The founders say they are targeting a large demographic that ranges from 5 to 55. Along with the apparel they will be producing eyewear and they have also partnered with Karako Suits to make Fubu suits that will retail at three suits for $750.
“We always have wanted to pass on the cost and price things fairly,” says co-founder John. “That's why when Iceberg was charging $400 for a sweater, we knew that it really cost about $150 to make. We could really sell it at $150, and we came out with Fubu Platinum. And instead of putting Bugs Bunny, we put Fat Albert or the gang on there. Was it expensive? Yes. But was it $400? No.”
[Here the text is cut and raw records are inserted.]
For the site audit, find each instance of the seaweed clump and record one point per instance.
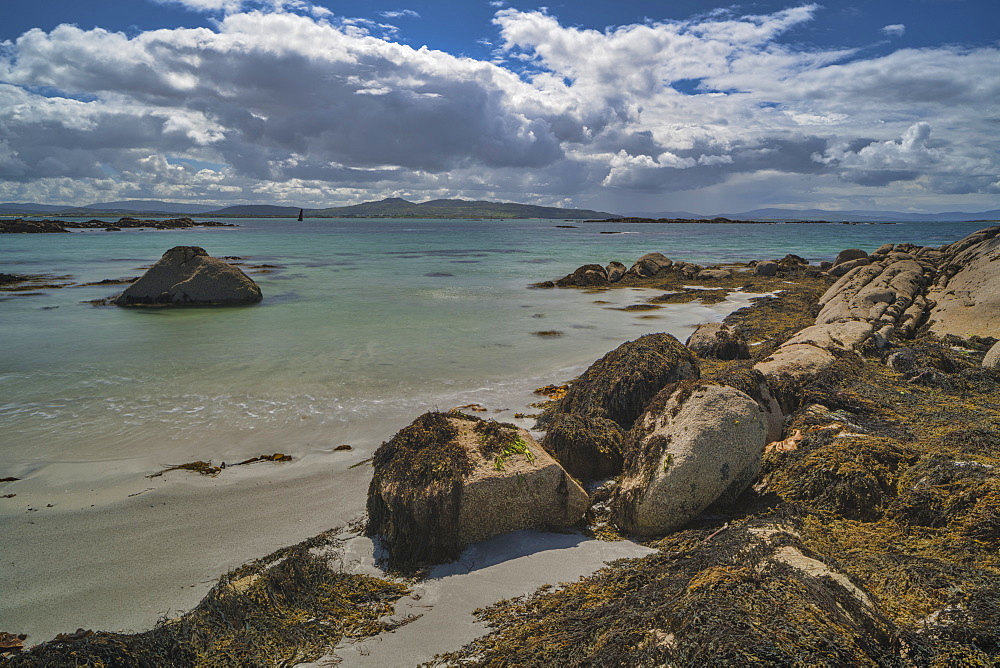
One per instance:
(746, 595)
(414, 495)
(585, 430)
(289, 607)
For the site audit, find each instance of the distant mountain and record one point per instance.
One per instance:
(854, 215)
(396, 207)
(151, 206)
(25, 207)
(256, 210)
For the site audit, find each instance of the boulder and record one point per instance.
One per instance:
(844, 267)
(766, 268)
(650, 264)
(967, 290)
(992, 358)
(188, 276)
(703, 445)
(842, 334)
(589, 275)
(615, 271)
(849, 254)
(881, 293)
(448, 480)
(585, 429)
(719, 341)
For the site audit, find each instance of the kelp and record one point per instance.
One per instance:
(292, 606)
(585, 429)
(413, 498)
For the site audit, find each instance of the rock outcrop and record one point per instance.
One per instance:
(966, 294)
(650, 264)
(188, 276)
(448, 480)
(718, 340)
(705, 443)
(585, 429)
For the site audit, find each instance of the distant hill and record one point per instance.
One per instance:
(152, 206)
(255, 210)
(396, 207)
(854, 215)
(27, 207)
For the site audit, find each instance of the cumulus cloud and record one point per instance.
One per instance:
(298, 105)
(395, 14)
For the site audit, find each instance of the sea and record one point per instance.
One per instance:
(365, 324)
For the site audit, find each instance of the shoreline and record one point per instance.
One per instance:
(766, 318)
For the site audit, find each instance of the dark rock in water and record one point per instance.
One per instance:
(589, 275)
(792, 261)
(187, 275)
(18, 226)
(849, 254)
(585, 429)
(650, 264)
(844, 267)
(450, 479)
(766, 268)
(615, 271)
(719, 341)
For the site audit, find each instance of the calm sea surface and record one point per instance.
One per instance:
(364, 325)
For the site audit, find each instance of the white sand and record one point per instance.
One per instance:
(122, 566)
(502, 567)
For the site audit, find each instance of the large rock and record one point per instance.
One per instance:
(650, 264)
(448, 480)
(188, 276)
(992, 358)
(849, 254)
(966, 293)
(844, 267)
(718, 340)
(703, 445)
(585, 429)
(882, 293)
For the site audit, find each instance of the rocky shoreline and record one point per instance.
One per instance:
(820, 477)
(22, 226)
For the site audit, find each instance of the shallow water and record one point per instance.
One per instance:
(364, 325)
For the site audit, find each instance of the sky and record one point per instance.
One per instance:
(626, 106)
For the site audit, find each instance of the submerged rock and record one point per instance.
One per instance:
(188, 276)
(705, 443)
(585, 429)
(448, 480)
(720, 341)
(650, 264)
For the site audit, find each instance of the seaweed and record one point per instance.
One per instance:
(289, 607)
(413, 498)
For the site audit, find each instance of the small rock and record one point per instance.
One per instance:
(766, 268)
(849, 254)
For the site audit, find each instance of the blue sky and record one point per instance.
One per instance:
(624, 106)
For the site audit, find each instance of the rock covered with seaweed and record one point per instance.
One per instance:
(188, 276)
(585, 430)
(450, 479)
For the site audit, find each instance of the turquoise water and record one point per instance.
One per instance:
(364, 325)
At one point Fubu was in over 5,000 stores, but this time around they are keeping distribution tight, dropping capsules consistently on their e-commerce store instead of relying on wholesale.
“When we first started we had to make a million, 2 million units and sell them to the stores, and then the stores put them out, and then we realize what they sold or not. And whatever didn’t sell went to Burlington or T.J. Maxx,” says John. “So distribution is us putting out these small limited runs of things and seeing what works, right? So we want to be very conscious to who our customers [are]. And like everybody said, you have 55-year-olds who say,‘I ain't trying to wear no big logo, man, but I want to rock out with some quality pieces from you guys.’ And it may be tie-dye like is in today and it's cool. And then you got the young kid who says, ‘I do want a big logo.’”
The founders have been intentional about all of their license holders and partners, opting to work with family owned businesses and people of color when they can. For example, their eyewear partner is Eye Candy Creations, which is owned by Tiffany Mcintosh, a Black woman.
Fubu, which also has a partnership with Coogi, is one of the few streetwear brands from the late ’90s and early 2000s that has survived and remained Black-owned. They were in a deal with Samsung that provided them distribution and helped them scale, but that's no longer in effect.
The founders, who had a record label at one point, say the primary goal right now is apparel and accessories, but they are hoping to branch off into other markets, including real estate, TV, and media.
“I think the long-term goal is definitely to be a conglomerate,” says co-founder Carl Brown. “But we know that a lot of those things won’t exist if we don’t do what we’re doing right now, right. So execution is most important right now.”